Limitations of Convex Approaches
Despite its advantages, convex optimisation is not a complete solution.
The framework relies on assumptions about:
expected returns
covariance structures
stability of relationships
These inputs are uncertain and may change over time.
Additionally, not all relevant aspects of financial markets are easily expressed in convex form. Some features, such as discrete decisions or complex non-linear relationships, may require non-convex formulations.
Convex optimisation provides clarity and tractability, but it does not eliminate model risk.
The MorMag Perspective
At MorMag, convex portfolio optimisation is used as a foundational tool for capital allocation. It provides a structured framework for balancing risk and return under constraints. However, its outputs are interpreted within a broader context.
This includes:
probabilistic assessment of inputs
awareness of model limitations
integration with dynamic market analysis
The objective is not to rely solely on optimisation, but to use it as part of a comprehensive decision-making process.
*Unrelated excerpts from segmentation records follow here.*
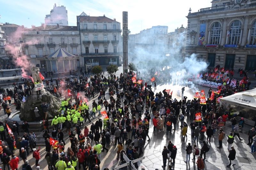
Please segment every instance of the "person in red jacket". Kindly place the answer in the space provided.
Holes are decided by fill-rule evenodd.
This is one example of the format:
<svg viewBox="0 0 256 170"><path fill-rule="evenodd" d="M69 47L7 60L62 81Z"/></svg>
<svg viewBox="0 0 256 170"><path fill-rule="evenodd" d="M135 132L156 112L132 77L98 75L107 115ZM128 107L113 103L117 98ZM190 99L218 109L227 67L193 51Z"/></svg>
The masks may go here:
<svg viewBox="0 0 256 170"><path fill-rule="evenodd" d="M223 119L223 122L224 122L224 126L226 125L226 120L227 118L228 117L228 115L226 113L225 114L222 115L222 118Z"/></svg>
<svg viewBox="0 0 256 170"><path fill-rule="evenodd" d="M78 159L78 166L79 167L79 169L81 169L81 164L82 164L84 170L85 170L85 167L84 166L84 153L82 152L82 149L79 149L78 152L76 154L76 156L77 156Z"/></svg>
<svg viewBox="0 0 256 170"><path fill-rule="evenodd" d="M20 159L13 155L12 155L12 158L10 163L11 168L12 168L12 170L18 170L19 161L20 161Z"/></svg>
<svg viewBox="0 0 256 170"><path fill-rule="evenodd" d="M157 123L158 122L158 121L157 119L157 117L156 116L155 116L154 118L153 119L153 124L154 125L154 131L156 130L156 126L157 126Z"/></svg>
<svg viewBox="0 0 256 170"><path fill-rule="evenodd" d="M40 157L40 149L41 147L39 147L39 149L36 150L36 148L33 148L33 157L36 158L36 166L39 166L38 162L41 158Z"/></svg>

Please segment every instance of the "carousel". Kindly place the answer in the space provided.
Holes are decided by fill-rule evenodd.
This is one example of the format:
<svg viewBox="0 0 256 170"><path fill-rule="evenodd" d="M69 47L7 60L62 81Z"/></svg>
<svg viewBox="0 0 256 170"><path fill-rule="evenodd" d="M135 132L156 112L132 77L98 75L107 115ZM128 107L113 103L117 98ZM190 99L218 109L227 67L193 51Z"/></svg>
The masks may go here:
<svg viewBox="0 0 256 170"><path fill-rule="evenodd" d="M77 70L78 56L70 54L60 47L45 57L47 71L61 72Z"/></svg>

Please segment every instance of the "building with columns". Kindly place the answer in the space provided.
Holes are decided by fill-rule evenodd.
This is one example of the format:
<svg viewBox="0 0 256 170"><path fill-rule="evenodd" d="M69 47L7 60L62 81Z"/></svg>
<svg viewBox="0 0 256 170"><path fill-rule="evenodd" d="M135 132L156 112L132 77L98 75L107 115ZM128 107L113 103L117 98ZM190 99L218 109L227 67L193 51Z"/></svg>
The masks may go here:
<svg viewBox="0 0 256 170"><path fill-rule="evenodd" d="M186 51L227 69L256 68L256 0L213 0L189 12Z"/></svg>

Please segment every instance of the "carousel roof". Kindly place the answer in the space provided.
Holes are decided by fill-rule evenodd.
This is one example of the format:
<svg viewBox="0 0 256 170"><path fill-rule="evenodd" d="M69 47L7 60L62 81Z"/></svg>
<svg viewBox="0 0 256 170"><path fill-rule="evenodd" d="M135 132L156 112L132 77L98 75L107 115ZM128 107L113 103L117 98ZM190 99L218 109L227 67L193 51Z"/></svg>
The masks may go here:
<svg viewBox="0 0 256 170"><path fill-rule="evenodd" d="M50 54L47 57L48 58L66 58L67 57L70 57L75 56L75 55L71 54L68 52L67 52L60 47L57 51L53 52L53 53Z"/></svg>

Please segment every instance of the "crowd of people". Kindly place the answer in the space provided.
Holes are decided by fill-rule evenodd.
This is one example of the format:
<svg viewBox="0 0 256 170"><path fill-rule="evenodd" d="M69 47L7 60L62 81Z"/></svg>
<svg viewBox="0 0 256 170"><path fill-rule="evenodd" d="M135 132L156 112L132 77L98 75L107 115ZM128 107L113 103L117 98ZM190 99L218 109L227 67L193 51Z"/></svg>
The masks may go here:
<svg viewBox="0 0 256 170"><path fill-rule="evenodd" d="M166 71L163 71L164 74ZM170 81L170 78L162 77L162 73L159 72L156 76L157 83L164 81L164 78ZM138 79L142 77L139 72L136 74L139 77ZM47 90L60 99L61 96L65 98L60 100L61 107L51 124L47 120L43 122L44 130L43 137L47 152L45 158L49 170L80 169L82 166L84 170L87 168L99 170L102 159L101 152L105 151L108 152L111 148L116 147L116 159L119 160L120 156L120 164L126 162L124 155L130 160L137 159L143 155L147 137L147 142L150 142L148 133L151 121L154 133L166 132L167 137L169 134L174 134L176 128L180 128L182 142L186 142L188 128L190 128L192 140L188 143L186 150L185 162L189 162L190 154L192 154L193 162L196 163L196 156L197 157L196 163L198 169L204 167L206 153L210 149L207 143L211 142L212 136L218 136L220 149L222 148L222 141L226 137L228 139L228 157L230 160L230 164L227 166L230 166L231 161L236 158L236 151L232 146L234 139L237 136L240 141L243 140L239 133L243 130L244 121L242 118L236 120L236 115L233 110L225 110L223 107L220 107L216 99L220 95L225 97L245 90L246 87L240 85L238 82L235 88L228 84L222 85L219 93L216 94L213 100L208 99L206 104L201 105L199 99L188 100L184 96L179 100L173 99L172 94L167 93L165 89L156 92L148 84L150 79L140 84L134 84L131 78L135 75L129 73L125 78L122 74L119 77L115 75L108 78L103 75L95 75L91 76L89 81L87 77L81 75L79 79L59 79L56 84L52 81L48 84L45 87ZM145 77L152 77L148 75ZM27 82L24 91L15 87L14 94L17 95L15 97L14 94L13 97L20 101L21 97L30 95L29 90L28 93L26 92L30 88ZM156 84L154 85L156 88ZM109 100L105 97L106 92L108 92ZM209 90L210 92L211 93ZM91 100L92 106L90 108L88 102ZM4 100L2 101L5 103L4 105L7 105L8 100ZM35 110L37 109L35 108ZM104 110L107 115L105 118L100 116ZM202 113L203 118L200 122L196 122L195 114L199 112ZM39 118L41 120L43 118ZM229 133L227 137L223 129L219 125L223 123L224 126L228 119L232 122L233 132ZM87 121L92 122L90 128L85 124ZM13 154L15 148L19 150L19 157L24 161L24 169L31 168L27 160L29 148L35 159L36 166L39 166L40 148L37 146L36 134L29 130L29 123L25 121L20 125L25 132L20 137L20 125L17 122L13 123L12 125L0 122L2 139L0 151L2 149L2 155L0 152L0 158L2 155L1 160L4 164L4 170L6 166L9 168L9 166L12 169L17 169L13 166L13 165L16 166L20 160L19 157ZM52 128L51 133L50 126ZM6 134L9 133L8 127L12 132L6 138ZM64 140L66 133L68 133L71 144L67 148ZM207 137L206 140L205 134ZM256 131L254 128L249 131L248 135L248 144L251 145L251 152L253 153L256 151ZM201 148L198 144L198 138L203 144ZM170 159L170 167L175 166L177 152L176 146L169 141L162 153L163 167L165 168L167 159ZM12 160L13 163L5 160L4 158ZM134 166L138 167L136 163Z"/></svg>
From Mathematics to Allocation
Convex optimisation bridges the gap between mathematical theory and practical allocation. It translates abstract objectives into concrete portfolios, ensuring that decisions are consistent with defined criteria; this translation is essential, as without it, insights remain theoretical.
Conclusion
Convex portfolio optimisation provides a powerful framework for structuring capital allocation in financial markets.
By ensuring that optimisation problems are well-defined and tractable, it enables reliable identification of optimal solutions within the constraints of the model. While subject to limitations related to inputs and assumptions, it offers stability, clarity, and flexibility.
At MorMag, this framework forms part of a disciplined approach to portfolio construction, integrating mathematical rigour with contextual understanding.
In financial markets, the challenge is not only to identify opportunities, it is to allocate capital effectively. Convex optimisation provides a foundation for meeting that challenge with structure and precision.